A short Python project for analysing text files, in order to find the most frequent words. The results are passed to a HTML table, and displayed using Bootstrap and a Jinja2 template. The script uses the natural language processing toolkit (NLTK), to remove 'stopwords', such as common prepositions and pronouns. The script can be passed arguments, to modify the output e.g. only show words that occur more than x times. See the Usage section for more information.
Written for Python 2.7.
Modules:
- NLTK
- Jinja2
sudo pip install nltk jinja2
You might need to install some NLTK resources:
- 'punkt' from NLTK
- 'averaged_perceptron_tagger' from NLTK
- 'stopwords' from NLTK
There are commented out download commands at the top of the python file, or you can do this directly from within Python e.g.
python
>>>import nltk
>>>nltk.download('punkt')
If you have virtualenv installed, you could setup a local virtualenv folder and clone the repo, with the following:
virtualenv text_analyser
source text_analyser/bin/activate
cd text_analyser
git init .
git remote add origin <this_repo>
git pull origin master
Run the script from terminal, e.g.
python text_analyser.py -d test_docs/ -o 5 -l 6
python text_analyser.py -f test_docs/doc3.txt -s 2
usage: text_analyser.py [-h] (-d DIR | -f FILE) [-o OCCURRENCE] [-l LENGTH]
[-s SENTENCES]
Text analysis tool for identifying common words and displaying them in a
table, along with context
optional arguments:
-h, --help show this help message and exit
-d DIR, --dir DIR Folder to be analysed
-f FILE, --file FILE File to be analysed
-o OCCURRENCE, --occurrence OCCURRENCE
Minimum word occurrence (INT)
-l LENGTH, --length LENGTH
Minimum word length (INT)
-s SENTENCES, --sentences SENTENCES
Number of sentences to display in the context column
(INT)
- Use stemming to group similar words. e.g.

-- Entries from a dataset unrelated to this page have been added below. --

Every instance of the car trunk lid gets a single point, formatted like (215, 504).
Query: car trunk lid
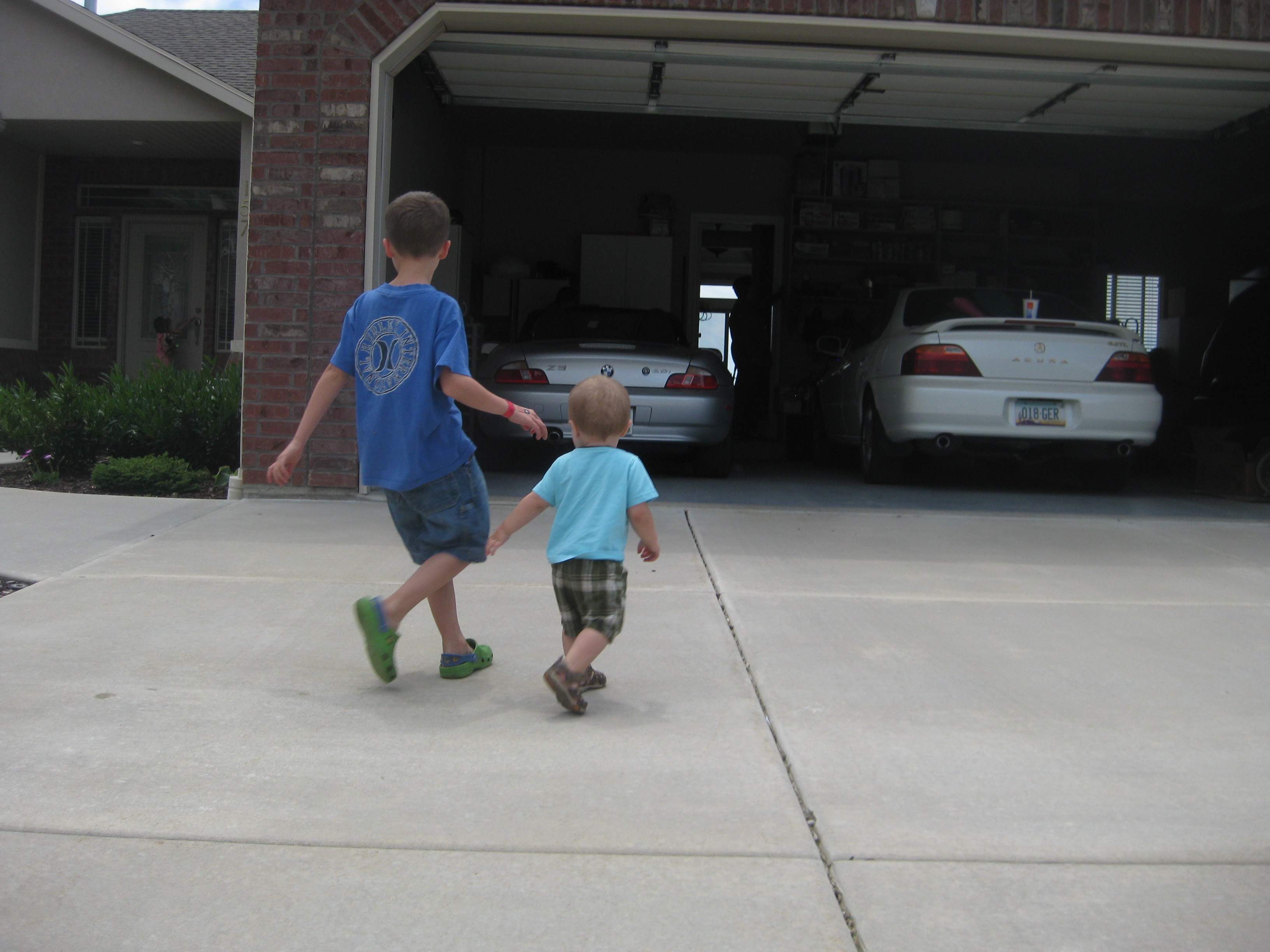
(630, 365)
(1043, 351)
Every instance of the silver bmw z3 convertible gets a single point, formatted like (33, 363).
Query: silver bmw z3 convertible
(681, 396)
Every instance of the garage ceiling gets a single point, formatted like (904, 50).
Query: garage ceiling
(824, 84)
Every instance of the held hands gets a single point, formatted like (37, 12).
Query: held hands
(285, 465)
(529, 421)
(496, 541)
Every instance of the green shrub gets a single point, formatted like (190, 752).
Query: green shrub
(63, 427)
(188, 414)
(148, 476)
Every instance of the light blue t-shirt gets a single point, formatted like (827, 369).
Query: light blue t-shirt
(396, 340)
(592, 488)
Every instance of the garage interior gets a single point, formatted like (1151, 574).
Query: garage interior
(835, 177)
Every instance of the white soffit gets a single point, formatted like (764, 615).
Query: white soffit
(849, 86)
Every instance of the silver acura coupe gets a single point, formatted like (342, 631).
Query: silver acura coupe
(681, 396)
(990, 371)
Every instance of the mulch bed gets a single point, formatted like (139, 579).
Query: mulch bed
(18, 476)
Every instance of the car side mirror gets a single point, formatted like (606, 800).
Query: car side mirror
(831, 346)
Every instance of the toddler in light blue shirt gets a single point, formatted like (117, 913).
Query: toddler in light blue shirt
(597, 489)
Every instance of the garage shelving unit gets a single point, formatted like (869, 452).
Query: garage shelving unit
(854, 250)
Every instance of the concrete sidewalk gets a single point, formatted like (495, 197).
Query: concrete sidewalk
(196, 756)
(1011, 733)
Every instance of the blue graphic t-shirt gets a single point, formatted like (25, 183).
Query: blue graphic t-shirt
(592, 488)
(395, 343)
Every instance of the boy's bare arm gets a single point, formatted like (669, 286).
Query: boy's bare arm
(330, 385)
(526, 512)
(642, 521)
(467, 391)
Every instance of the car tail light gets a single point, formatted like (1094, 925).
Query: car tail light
(939, 361)
(1126, 367)
(520, 372)
(694, 379)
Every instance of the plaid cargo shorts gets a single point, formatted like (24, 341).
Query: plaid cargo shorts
(591, 595)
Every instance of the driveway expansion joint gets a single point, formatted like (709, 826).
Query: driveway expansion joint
(394, 847)
(808, 816)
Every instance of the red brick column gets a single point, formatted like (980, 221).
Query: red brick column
(307, 236)
(305, 262)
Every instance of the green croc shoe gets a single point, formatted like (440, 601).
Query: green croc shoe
(463, 665)
(380, 639)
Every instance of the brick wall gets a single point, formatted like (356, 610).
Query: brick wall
(309, 173)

American & America
- Remove plurals e.g. American & Americans
- Setup 'part of speech' tagging to extract certain types of words, such as verbs or nouns
- Setup input for different files types, including scraped data
- Have one context sentence per file
- Sort the table by word frequency
- Display the word frequency after repsective filenames.